Пыляй мечтательно закрыл глаза.
— Родилась бы такая птица, чтобы людей глотала. Пустить бы ее сюда… Пусть всех подобрала бы.
— И тебя тоже.
— Меня?
Он приподнялся от неожиданного вопроса и, подивившись странному обороту дела, спокойно шлепнулся назад:
— Врешь, меня не за что!
— А в Туркестане, которых спалили, было за что?
Пыляй поднял голову и молча посмотрел на товарища, дожидаясь пояснения. Тот угрюмо отвернулся к стене и пробурчал:
— Не слыхал? А я знаю, потому что сам был в тех местах поблизости и чуть мы с Коськой сами ушли. Нашего брата ребят переловили на базаре в Ташкенте сарты, заперли в сарай и подожгли. Сожгли может полста, а может и больше.
Пыляй вздрогнул.
— За что?
— За воровство, мало ли за что. За что вшей бьют? На них тоже вины нет.
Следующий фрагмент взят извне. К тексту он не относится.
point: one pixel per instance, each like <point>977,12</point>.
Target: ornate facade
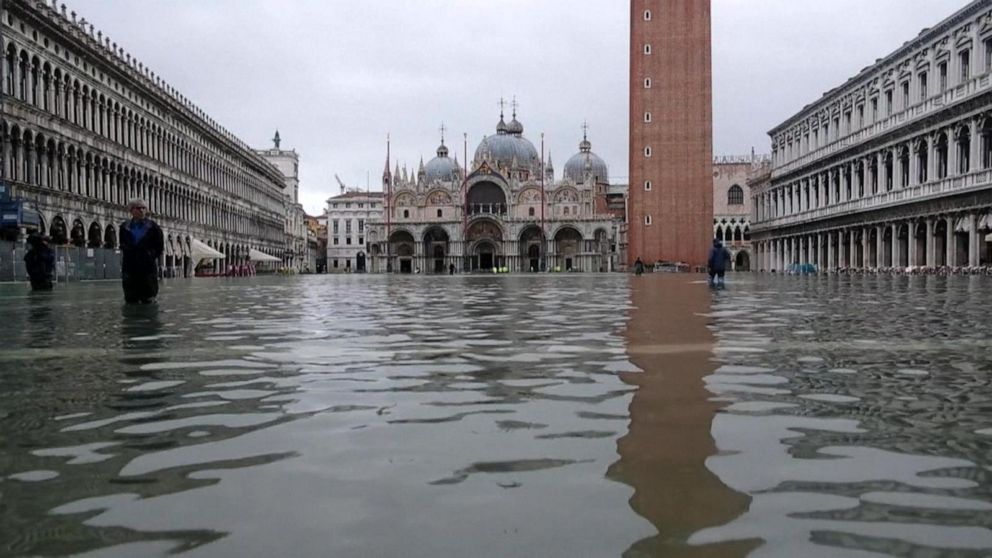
<point>732,206</point>
<point>86,126</point>
<point>297,254</point>
<point>892,168</point>
<point>506,211</point>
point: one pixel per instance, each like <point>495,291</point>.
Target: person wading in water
<point>142,244</point>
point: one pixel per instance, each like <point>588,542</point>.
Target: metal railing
<point>72,263</point>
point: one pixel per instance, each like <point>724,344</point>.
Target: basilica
<point>503,211</point>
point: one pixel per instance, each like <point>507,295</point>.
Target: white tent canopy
<point>259,256</point>
<point>201,251</point>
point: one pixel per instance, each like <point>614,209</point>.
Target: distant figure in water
<point>39,261</point>
<point>717,264</point>
<point>638,267</point>
<point>142,244</point>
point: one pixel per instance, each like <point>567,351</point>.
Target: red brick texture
<point>680,133</point>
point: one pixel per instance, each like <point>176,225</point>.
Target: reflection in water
<point>668,440</point>
<point>321,416</point>
<point>482,416</point>
<point>858,415</point>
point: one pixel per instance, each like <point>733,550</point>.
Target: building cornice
<point>920,41</point>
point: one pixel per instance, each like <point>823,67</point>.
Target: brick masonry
<point>679,134</point>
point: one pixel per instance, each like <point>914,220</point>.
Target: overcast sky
<point>335,76</point>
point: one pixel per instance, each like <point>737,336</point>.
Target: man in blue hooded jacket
<point>717,263</point>
<point>142,244</point>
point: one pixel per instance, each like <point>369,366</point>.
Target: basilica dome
<point>442,168</point>
<point>585,161</point>
<point>506,146</point>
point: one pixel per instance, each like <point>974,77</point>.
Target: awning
<point>259,256</point>
<point>200,251</point>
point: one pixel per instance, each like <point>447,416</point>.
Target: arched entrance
<point>436,249</point>
<point>485,238</point>
<point>401,247</point>
<point>110,237</point>
<point>485,198</point>
<point>743,261</point>
<point>531,248</point>
<point>568,246</point>
<point>58,232</point>
<point>95,236</point>
<point>78,235</point>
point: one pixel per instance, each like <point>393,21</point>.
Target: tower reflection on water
<point>663,455</point>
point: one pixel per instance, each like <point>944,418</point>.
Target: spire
<point>387,179</point>
<point>584,145</point>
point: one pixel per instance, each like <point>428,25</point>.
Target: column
<point>976,143</point>
<point>974,240</point>
<point>895,245</point>
<point>879,246</point>
<point>830,250</point>
<point>911,244</point>
<point>951,248</point>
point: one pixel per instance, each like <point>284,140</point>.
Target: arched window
<point>735,196</point>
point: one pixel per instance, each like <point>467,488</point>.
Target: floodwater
<point>493,416</point>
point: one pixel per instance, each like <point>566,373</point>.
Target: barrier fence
<point>72,263</point>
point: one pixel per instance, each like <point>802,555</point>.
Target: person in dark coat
<point>142,244</point>
<point>39,261</point>
<point>717,263</point>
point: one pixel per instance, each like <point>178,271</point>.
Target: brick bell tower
<point>671,132</point>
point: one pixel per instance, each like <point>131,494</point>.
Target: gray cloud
<point>335,76</point>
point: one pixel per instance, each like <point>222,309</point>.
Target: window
<point>988,54</point>
<point>735,196</point>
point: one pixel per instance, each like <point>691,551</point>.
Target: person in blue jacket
<point>717,263</point>
<point>39,261</point>
<point>142,244</point>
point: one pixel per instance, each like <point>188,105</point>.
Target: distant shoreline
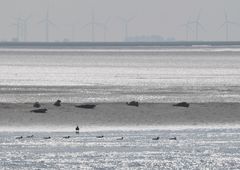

Пыляй опрокинулся на спину, слабея от зноя и странного холодка в сердце, напоминавшего предсмертную слабость и тревогу.
— За это бы спалить их самих всех…
Гнев растопил холод тревоги, и он добавил уже с теплотой:
— То люди, Ванюшка, а я про птицу говорил, Людям может и так, а птице я не мешаю. Птица меня не тронет. И пусти меня в лес, чтобы волков и медведей было полно, а я не боюсь. От медведя лучше всего мертвым притвориться, а от волка, хоть на дерево залезть.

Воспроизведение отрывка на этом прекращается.